On the night of the final dress rehearsal at the New York Theater Workshop, the nonprofit theater in the East Village where the musical began, Jonathan Larson, the 35-year-old composer and librettist, died of an aortic aneurysm. He had been working for seven years on the musical, which includes portraits of his friends and the artists and addicts in his neighborhood, young people on the edge of poverty and in the shadow of AIDS, battling the coming wave of gentrification in the name of “La Vie Bohème.”
The show opened in February 1996, two and half weeks after Mr. Larson’s death. Critics were ecstatic, Broadway landlords were battling to play host to an uptown transfer, and everyone in town, including celebrities like Steven Spielberg and Anna Wintour, was scrambling to get tickets to a 150-seat Off Broadway theater in the East Village. Already a theater phenomenon, “Rent,” directed by Michael Greif, exploded onto Broadway two months later, on April 16, 1996, turning members of its mostly obscure cast into stars. It went on to win four Tony Awards, including best musical, and the Pulitzer Prize.
The original cast, which included the now familiar names Taye Diggs, Idina Menzel, Daphne Rubin-Vega, Jesse L. Martin, Adam Pascal and Anthony Rapp, suddenly appeared everywhere, including the cover of Newsweek, marking the first time since “A Chorus Line” that a Broadway musical was on the cover of a national newsmagazine.
“One day you can’t afford to get Chinese-food takeout, and suddenly you’re getting free meals at Balthazar,” said Ms. Rubin-Vega, who added that the public obsession with the show, and the story behind it, seemed disquietingly macabre at the time.
The show’s Broadway home is the Nederlander Theater, which had long been dark before “Rent” moved in, but which was transformed into a bohemian playground of leopard-print carpets and graffitied walls. All along West 41st Street, so-called Rentheads, legions of young fanatics watching the show for the millionth time, can be seen lining up on 41st Street, sometimes overnight, for $20 day-of-show tickets.

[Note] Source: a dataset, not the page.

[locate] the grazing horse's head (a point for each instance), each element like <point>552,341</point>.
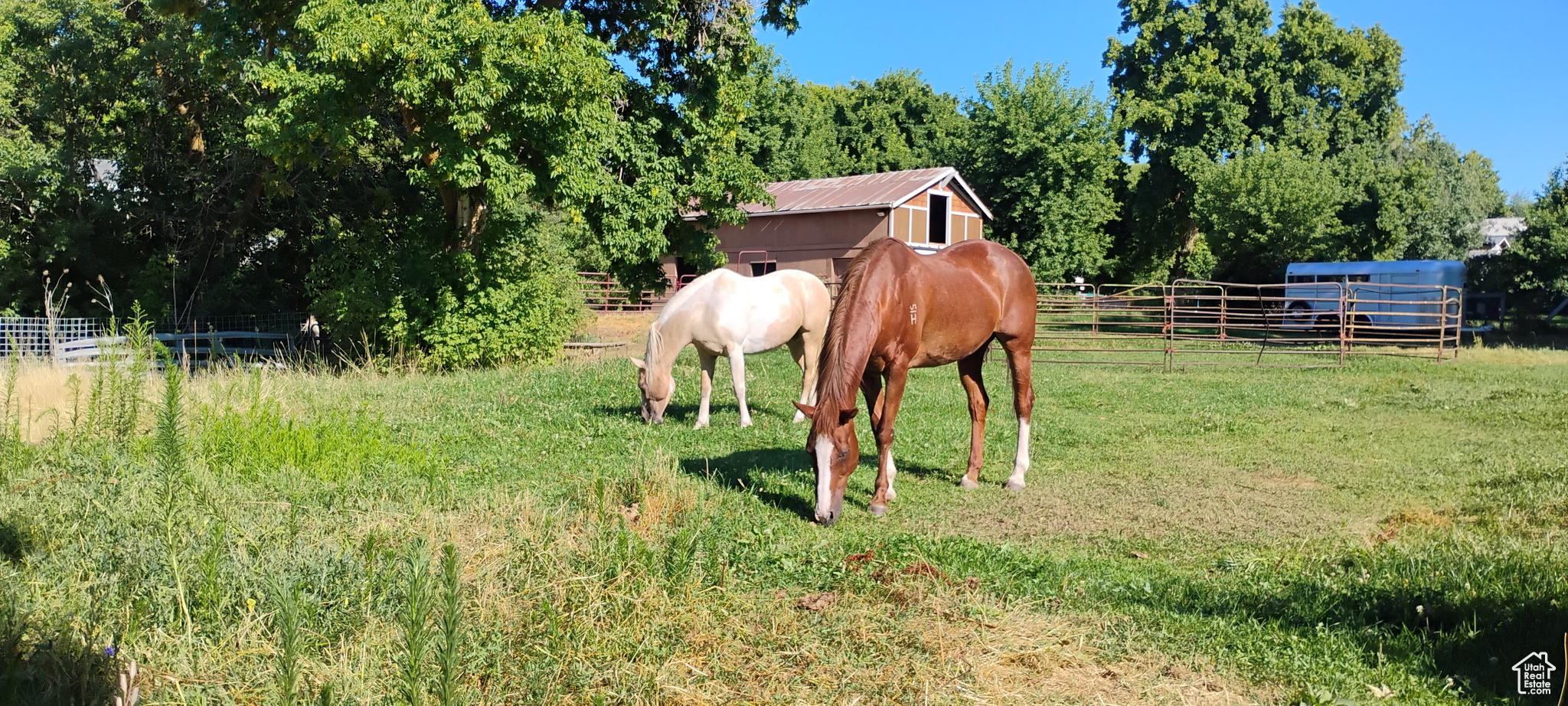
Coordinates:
<point>652,378</point>
<point>835,451</point>
<point>658,390</point>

“Rent,” which cost $240,000 to put up downtown, has gone on to gross more than $280 million on Broadway and another $330 million on the road. Productions have been mounted on six continents. A movie version of the show, which starred almost all of the original cast, opened in 2005, although it was a box-office failure.
Dependent as “Rent” is on a young audience and fueled by the occasional celebrity casting announcement, its grosses could be erratic. But recently the show’s take at the box office was consistently less than its costs. A closing date was on the horizon, and after some not entirely amicable back-and-forth, the Broadway producers, Jeffrey Seller, Kevin McCollum and Allan S. Gordon, agreed to a guarantee to keep the show running through June 1.
“Something happened with us in the fall in which we were consistently selling less tickets than we were last year and three or four years ago,” Mr. Seller said, citing new competition on Broadway like “Legally Blonde” and “Spring Awakening.” On the other hand, he said, when the show began, “I couldn’t have foreseen that we’d get to five years.”
Over the past 12 years, the Larson family has viewed the show as a source of pride as well as, in the words of Mr. Larson’s father, Al, “a constant reminder of something we don’t really want to be reminded about.”
In an interview from his home in Los Angeles, Mr. Larson said the ending of the show’s Broadway run would mean more shows in high schools and small theaters, a development he embraces. But, he said, “for essentially 12 years I’ve been saying I’d trade the whole business in if Jonny could still be alive. I still feel that way.”